Concluindo: a prioridade das prioridades é mudar a actual Lei de Bases do SNS. Outras mudanças são necessárias. Mas sem uma nova Lei de Bases não é possível travar o declínio do SNS. Os autores falam ainda de rever o valor e a modalidade de financiamento do SNS, de regressar às regras de gestão da Administração Pública, respeitando e dignificando as carreiras, os contratos e os direitos laborais.

O objectivo deste livro e da proposta que contém é uma nova Lei de Bases que restitua ao SNS os seus valores e princípios fundadores e constitucionais. Direito à saúde para todos, garantido pelo Estado através do SNS. Um SNS universal, geral e gratuito, de gestão integralmente pública que se articule com as iniciativas privadas e sociais em termos de complementaridade e não de concorrência.

Finalmente: li, com atenção, a proposta da nova Lei de Bases. Ao contrário do que já vi por aí escrito, trata-se de uma texto muito bem elaborado, sensato, que nada tem de radical. Reconhece a liberdade de prestação de cuidados de saúde, reconhece aos cidadãos o direito à liberdade de escolha no acesso aos serviços de saúde, admite que o Estado possa celebrar acordos com entidades privadas e com profissionais em regime liberal sempre que esse recurso se demonstre indispensável para o acesso aos cuidados de saúde. A proposta estatui que o sistema de saúde é constituído pelo SNS, bem como por todas as entidades privadas, sem ou com fins lucrativos, e todos os profissionais em regime liberal cuja actividade tem por objectivo a prestação de cuidados de saúde. A proposta admite também que o Ministério da tutela possa contratar com entidades privadas e com profissionais em regime liberal prestação de cuidados aos beneficiários do SNS sempre que este não disponha de recursos próprios para a prestação desses cuidados.

Escusam, pois, de gritar aos quatro ventos que esta proposta é estatizante e se destina a acabar com o sistema privado. Não. O que os seus autores pretendem é acabar com a promiscuidade, é travar a sangria do SNS para o sistema privado, separar as águas e garantir a transparência. Como afirma D. Januário: “A mescla do público e do privado tem de ser sanada nos seus equívocos mediante o delimitar de fronteiras precisas e da cooperação complementar”.

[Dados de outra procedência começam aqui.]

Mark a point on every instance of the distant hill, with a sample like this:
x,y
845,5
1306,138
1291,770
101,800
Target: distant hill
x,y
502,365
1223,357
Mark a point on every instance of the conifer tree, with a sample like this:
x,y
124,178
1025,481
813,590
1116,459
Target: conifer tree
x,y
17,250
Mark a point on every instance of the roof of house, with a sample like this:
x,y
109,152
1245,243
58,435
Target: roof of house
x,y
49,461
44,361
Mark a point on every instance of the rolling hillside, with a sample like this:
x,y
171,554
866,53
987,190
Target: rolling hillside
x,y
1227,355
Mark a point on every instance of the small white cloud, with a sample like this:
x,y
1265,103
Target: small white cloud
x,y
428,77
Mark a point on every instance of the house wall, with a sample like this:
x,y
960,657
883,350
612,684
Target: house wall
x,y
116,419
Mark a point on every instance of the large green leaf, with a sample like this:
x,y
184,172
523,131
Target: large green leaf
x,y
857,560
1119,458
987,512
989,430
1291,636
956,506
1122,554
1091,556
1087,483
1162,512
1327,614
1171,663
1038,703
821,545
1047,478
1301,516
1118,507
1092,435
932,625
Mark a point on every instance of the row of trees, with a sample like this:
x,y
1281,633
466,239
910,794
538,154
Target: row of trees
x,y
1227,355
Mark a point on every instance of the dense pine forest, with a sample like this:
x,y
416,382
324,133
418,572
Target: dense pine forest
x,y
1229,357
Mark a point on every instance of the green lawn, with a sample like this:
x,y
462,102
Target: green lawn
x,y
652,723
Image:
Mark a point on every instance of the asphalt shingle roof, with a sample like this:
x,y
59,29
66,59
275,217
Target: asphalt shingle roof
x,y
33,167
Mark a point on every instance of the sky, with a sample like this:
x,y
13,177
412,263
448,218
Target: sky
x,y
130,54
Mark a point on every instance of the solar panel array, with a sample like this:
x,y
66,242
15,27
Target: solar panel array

Espero que esta proposta, acerca da qual os autores conversaram com os dirigentes dos respectivos partidos, seja por estes assumida e transformada em nova lei. E também por outros, nomeadamente o PCP e o PEV. Mas sem excluir ninguém. Eu voto a favor.

Como aconselha D. Januário: ”Dever-nos íamos sempre entender e agir sempre que falamos de saúde.”

O actual governo conseguiu resultados significativos na recuperação de rendimentos, na redução do défice, no crescimento da economia e do emprego. É hoje uma excepção na Europa. Mostrou que é possível fazer diferente e melhor. Mas é a hora de ir mais além. Para isso não é necessário reinventar. É preciso, sim, melhorar e modernizar os serviços públicos. É preciso consolidar o Estado Social e não permitir que ele vá sendo subvertido pelo assistencialismo caritativo. É preciso impedir que os serviços e os recursos públicos sejam capturados por interesses particulares que se sobrepõem ao interesse geral e ao bem comum.
Isso não pode acontecer ao Serviço Nacional de Saúde, que tem de estar acima de quaisquer interesses, por muito poderosos que sejam. E nós sabemos que são. Na véspera do livro ser anunciado já saíram quatro ou cinco artigos alarmados. Afinal as ideias ainda têm força. E um livro é capaz de abalar os interesses instalados.

O SNS tem tem de estar acima de preconceitos e sectarismos. Não é nem nunca foi um projecto ideológico; é um projecto humanista, é uma causa nacional. E a saúde pública não tem cor partidária.

É esse o grande apelo deste livro.

Daqui a muitos anos, muitas coisas terão sido esquecidas. Mas os vindouros continuarão por certo a lembrar o 25 de Abril, a Liberdade e o Serviço Nacional de Saúde.

Obrigado António Arnaut. Obrigado João Semedo.